Out of those 18 players and not counting 2015 since it's still too early to judge, I would say that 11 of had/have successful careers and had/have made an impact on their team. Only five - Mingo, Curry, Gholston, Rivers and Sims - haven't made a huge impact. I did include McClain in that 11 and yes, he did struggle in Oakland but has seemed to turn his career around in Dallas.
Those results show that history is on the side of the team that drafts a linebacker in the top-10 of the draft. Does that mean Mike Tannenbaum and the Dolphins will select Jack if he is available to them? To start piecing that part of the puzzle together, I looked at every team that Tannenbaum worked for and their first-round draft history. He worked for the New Orleans Saints in 1994, Cleveland Browns in 1995, the Saints in 1996 and then the New York Jets from 1997-2012.
With the Jets, he was Director of Player Contracts in 1997 and was promoted to Assistant General Manager and Director of Pro Personnel in 2001. In 2004, he was elevated to the role of Assistant General Manager and Senior Vice President of Football Operations before taking on the role of General Manager prior to the 2006 season.

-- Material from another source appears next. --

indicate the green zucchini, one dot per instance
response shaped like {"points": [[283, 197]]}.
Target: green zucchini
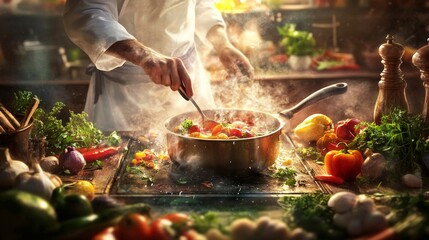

In 1995, the Browns selected linebacker Craig Powell 30th overall. Then, while he was with the Jets, they drafted James Farrior (8th overall), John Abraham (13th overall), Jonathan Vilma (12th overall) and Vernon Gholston (6th overall).
While he was with the Jets, they had 18 first-round picks including four in 2000 and two in 2008. Over that time, the Jets drafted 11 defensive players, which are sorted as follows: four linebackers, five defensive linemen and two cornerbacks. To narrow it down even more, during his time as general manager from 2006-2012, they had seven first-round draft picks and drafted five defensive players - two defensive linemen, two cornerbacks and one linebacker.
So, yes, the history is there for Tannenbaum to not only select a defensive player in the first round, but also a linebacker. Some may say that Chris Grier is the general manager and that is true. However, they both come from the Bill Parcells' tree and both have similar philosophies. Additionally, Tannenbaum will have major input when they do decide who they are going to draft. At the end of the day, he is going to be the one held responsible and he is going to want to make sure that he feels very comfortable with the pick.